Selecting a third party logistics provider can be a cumbersome task. Whether you're looking to outsource the logistics functions you currently handle yourself or you're hosting another bid process to replace or validate the current provider, it is a large undertaking with many variables. The market for third party logistics partners is changing rapidly with the innovations in technology both in the warehousing and transportation arena. Developing a Request For Proposal (RFP) for a 3PL partnership should not consist of the same tactics as shopping for transactional items; your 3PL selection should be strategic as it is a complex and valuable purchase that will ideally turn into a long-term professional partnership.
As CEO Bryan Keller wrote in Don't Let Your 3PL Selection Break The Supply Chain, "I’ve often heard that a Procurement or Logistics Director’s least favorite part of his or her job is 3PL selection... (as) selecting the wrong 3PL can cause repercussions throughout the supply chain" That's why it's important to have your ducks in a row before writing an RFP to find a 3PL provider.

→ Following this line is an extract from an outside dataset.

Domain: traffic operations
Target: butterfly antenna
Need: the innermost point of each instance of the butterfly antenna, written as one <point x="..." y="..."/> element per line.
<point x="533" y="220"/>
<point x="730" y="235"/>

Review current logistics framework
The first order of business in choosing the right 3PL provider starts with looking at your current logistics set up and defining what works and what needs improvement. There are two main scenarios which you're probably in:
- Currently handle logistics functions internally and are looking to outsource
- Currently outsource logistics functions and you're ready for someone new or want to verify price and/or service of your current provider
Either way, first you will want to internally define what you like about the current set up and what you hope to improve in your supply chain.
Additionally, you'll need to get to work gathering data about the current operations from the logistics department or work with your current 3PL provider to gather data from the past 12 months to be presented to the bidders.
Types of information needed would include: inventory levels, facility locations, number of deliveries, inventory turns, staffing, etc.
Making the statement of work as realistic as possible by showing seasonality and surges, allows for proper resource allocation to minimize chances of costly business interruptions due to unexpected capacity failures.
Whatever situation you find yourself in, after gathering data, you'll want to make a list of priorities and benchmarks to analyze during the process.
Communicate your logistics needs
The next step in writing an RFP for a 3PL provider is discussing your needs. Communicating your needs accurately can make or break the bid process.
Companies that can develop a thorough RFP will attract more potential bidders, therefore providing better results.
Its incredibly difficult for a 3PL to provide an adequate quote with minimal details. By providing as much information as possible about the operation, you're more likely to get an accurate picture of the cost and services provided.
If you currently have a 3PL provider, it would be a good idea to allow the incumbent to assist with the preparation or proofing of the RFP. Identify success/failure measures, service level agreements, and escalation procedures. After all, they know the ins and outs of handling your logistics business.
Invite 3PLs to participate
For your upcoming RFP process, you'll want to be strategic about who you invite but also don't want to exclude any one company until you know their qualifications do not meet your defined requirements. One way to do this is to have multiple rounds in the bid process.
For the first round, focus on high level requirements to develop a short list of 3-6 companies to invite to the final round. In the second round, focus on the details while getting to know the 3PL provider.
Before providing the data gathered, you may want to have an NDA (non-disclosure agreement) signed before participation in the 2nd round.
Define a schedule
Be upfront and realistic about the length of time given to submit RFPs and to review them internally. The more detailed process of a second round RFP will take longer to provide an accurate price than an initial overview in round 1.
During the final round, time should be given to allow a member(s) of leadership and their supply chain division to tour the facility.
Finally, keep your 3PLs in the loop of your progress in reviewing their RFPs.
It's more than price
Besides price, what were the priorities and benchmarks you defined when reviewing your logistics functions? Be sure to take the time to evaluate the value add that each 3PL provider can bring to the table. Defined processes in Continuous Improvement can have a positive impact on your bottom line once they've had time to evaluate the operations of your supply chain.
Additionally, having expertise in different modes of transportation (TL, LTL, Inter-modal) with the assets to back you up will aid in a capacity crunch ensuring your product gets to where it needs to be on time.